TodaysVerse.net
He that by usury and unjust gain increaseth his substance, he shall gather it for him that will pity the poor.
King James Version

Meaning

This proverb comes from ancient Israel's wisdom tradition, which took economic ethics very seriously. "Exorbitant interest" refers to excessive rates charged on loans — a practice that Old Testament law explicitly forbade, especially when lending to the poor (Leviticus 25:36–37). The proverb makes a striking observation: wealth built through exploitative financial practices is unstable. It doesn't stay with the one who accumulated it that way. Eventually, it ends up in the hands of someone who will actually be generous with it. There's an implied moral order here — a kind of long-game justice where resources find their way to better stewards, even when no human court enforces it.

Prayer

Lord, I confess that I often think about money through the lens of scarcity rather than your abundance. Expose any way I've benefited at others' expense — even subtly — and give me a genuinely generous spirit. Help me hold what I have loosely, trusting that your economy works differently than mine. Amen.

Reflection

Money is one of the most honest mirrors we own. Not because of how much of it we have, but because of how we think about it when no one is watching — when we're deciding whether to be fair or just barely legal, generous or quietly extractive. This proverb doesn't describe a dramatic villain. It describes something far more ordinary: the slow accumulation of small advantages taken at others' expense. And then it delivers a verdict that's almost darkly comic. All that careful hoarding? Built it for someone else. Before pointing this verse outward, it's worth sitting with it personally. The proverb isn't only about loan interest — it's about the logic underneath our financial decisions. Is your financial thinking rooted in scarcity and self-protection, or in something more open-handed? This isn't a guilt trip about being comfortable. It's a deeper question about what you believe money is *for* — and whether your habits actually match that belief.

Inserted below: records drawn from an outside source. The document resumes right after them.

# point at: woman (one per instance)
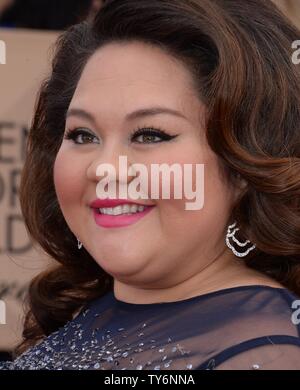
(171, 82)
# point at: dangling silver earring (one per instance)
(232, 229)
(79, 244)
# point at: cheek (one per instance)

What would it look like to hold what you have a little more loosely this week?

Discussion Questions

1

The Bible's concern for economic justice runs all the way through the Old Testament — why do you think God cares so much about how wealth is gained, not just how it's used?

2

When you think about your own financial habits — how you spend, save, lend, or give — what values do they actually reflect, even if unintentionally?

3

This proverb implies a kind of natural moral order where exploitative wealth eventually moves to more generous hands. Do you believe that's true in real life? What's your honest reaction to that idea?

4

How does the way you handle money — your generosity, your fairness, your financial decisions at work — affect the people immediately around you?

5

Is there one financial habit or decision in your life right now that you'd want to examine in light of this proverb? What would a first step toward change look like?